Alas, I don’t imagine much of our answers expressing a high concentration sum!
A recent study from Microsoft Corp found that the average attention span has decreased from 12 to 8 seconds since the year 2000. Much of this has to do with the digitisation of our worlds but the fact is our attention spans are second to none – or 8 if we’re being technical.
Achievable meditative acts in Islam
- The act of Salaah if performed with Kush’oo (humility)
- Du’a (supplication)
- Tafakkur (pondering upon the creation of Allah Almighty)
- Reflecting on verses of the Qur’an
- Engaging in Dhikr (remembrance of Allah Almighty)
- Any ‘mundane’ habit which a Muslim establishes as a reminder of Allah. Eating with the right or entering the bathroom with the left foot first are examples of this.

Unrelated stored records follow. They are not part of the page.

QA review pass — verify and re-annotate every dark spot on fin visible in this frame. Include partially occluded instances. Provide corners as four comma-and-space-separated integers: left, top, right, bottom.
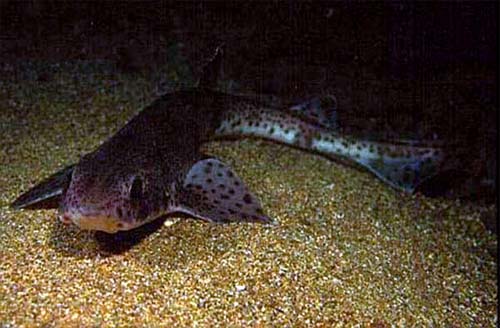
176, 158, 271, 223
10, 165, 75, 209
289, 94, 339, 130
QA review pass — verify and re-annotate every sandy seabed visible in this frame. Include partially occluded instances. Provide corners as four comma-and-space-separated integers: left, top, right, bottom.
0, 62, 497, 327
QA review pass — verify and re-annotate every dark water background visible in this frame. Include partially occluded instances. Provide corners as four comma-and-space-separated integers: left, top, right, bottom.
0, 1, 498, 203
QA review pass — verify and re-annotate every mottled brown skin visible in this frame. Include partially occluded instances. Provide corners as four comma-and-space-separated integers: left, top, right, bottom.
13, 88, 443, 232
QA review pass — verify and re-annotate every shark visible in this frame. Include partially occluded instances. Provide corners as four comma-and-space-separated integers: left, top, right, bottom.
11, 48, 444, 233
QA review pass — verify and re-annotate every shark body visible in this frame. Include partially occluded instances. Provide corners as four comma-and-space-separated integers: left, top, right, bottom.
12, 88, 443, 233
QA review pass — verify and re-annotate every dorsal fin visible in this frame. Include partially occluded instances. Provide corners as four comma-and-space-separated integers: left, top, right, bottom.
198, 44, 224, 89
288, 94, 339, 130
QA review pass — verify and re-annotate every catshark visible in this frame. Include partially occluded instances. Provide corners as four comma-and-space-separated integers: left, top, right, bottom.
12, 49, 444, 233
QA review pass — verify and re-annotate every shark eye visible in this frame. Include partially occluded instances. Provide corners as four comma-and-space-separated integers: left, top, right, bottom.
130, 176, 143, 201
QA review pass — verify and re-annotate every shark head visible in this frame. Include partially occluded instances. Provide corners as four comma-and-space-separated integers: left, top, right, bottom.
59, 154, 161, 233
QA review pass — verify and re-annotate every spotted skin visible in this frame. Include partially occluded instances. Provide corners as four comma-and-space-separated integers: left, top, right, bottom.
13, 88, 443, 233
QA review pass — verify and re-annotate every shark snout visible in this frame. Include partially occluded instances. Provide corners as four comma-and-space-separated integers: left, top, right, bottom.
59, 210, 130, 233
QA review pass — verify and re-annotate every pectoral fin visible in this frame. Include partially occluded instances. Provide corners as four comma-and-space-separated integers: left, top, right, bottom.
11, 165, 75, 209
175, 158, 271, 223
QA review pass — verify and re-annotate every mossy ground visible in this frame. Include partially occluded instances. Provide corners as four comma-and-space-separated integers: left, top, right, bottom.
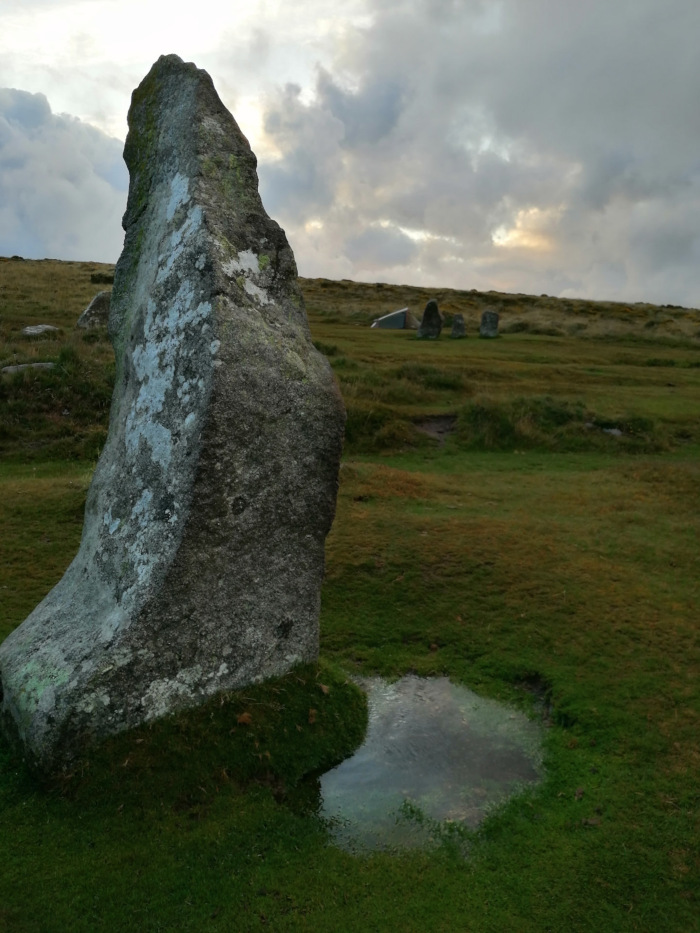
0, 263, 700, 933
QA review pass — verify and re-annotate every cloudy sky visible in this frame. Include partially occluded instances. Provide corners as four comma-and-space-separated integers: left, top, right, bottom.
0, 0, 700, 307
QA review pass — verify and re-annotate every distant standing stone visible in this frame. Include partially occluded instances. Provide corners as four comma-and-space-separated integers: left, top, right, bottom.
75, 292, 112, 328
0, 55, 345, 771
450, 314, 467, 340
479, 309, 498, 337
416, 298, 442, 340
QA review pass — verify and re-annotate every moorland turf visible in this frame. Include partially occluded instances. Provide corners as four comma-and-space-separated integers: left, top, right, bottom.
0, 261, 700, 933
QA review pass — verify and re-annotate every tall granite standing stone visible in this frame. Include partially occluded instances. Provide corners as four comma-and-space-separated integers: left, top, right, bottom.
0, 55, 345, 770
416, 298, 442, 340
450, 314, 467, 340
479, 308, 498, 337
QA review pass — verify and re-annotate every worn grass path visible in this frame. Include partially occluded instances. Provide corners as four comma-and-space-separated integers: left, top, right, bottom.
0, 263, 700, 933
0, 446, 700, 933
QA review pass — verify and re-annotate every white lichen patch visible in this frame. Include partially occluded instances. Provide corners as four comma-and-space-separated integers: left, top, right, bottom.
165, 172, 190, 220
141, 664, 202, 722
156, 206, 204, 285
124, 281, 212, 470
221, 249, 260, 278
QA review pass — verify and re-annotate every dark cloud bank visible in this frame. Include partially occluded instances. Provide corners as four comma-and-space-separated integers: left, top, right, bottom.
261, 0, 700, 305
0, 0, 700, 306
0, 89, 128, 262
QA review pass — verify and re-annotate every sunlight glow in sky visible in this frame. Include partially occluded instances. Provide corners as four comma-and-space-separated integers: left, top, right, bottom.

Imam Ghazali writes that everything the wise person “sees of water, fire, or anything else, it is a lesson and admonition, for a man looks at things according to his concerns.”
The ‘concern’ of course must be one’s faith, one’s Creator and one’s Hereafter.
I must admit, I picked up my phone at least a dozen times whilst writing this. No objective, of course, just a matter of habit.
Now be honest, how tempered was your last activity with distractions and mindlessness?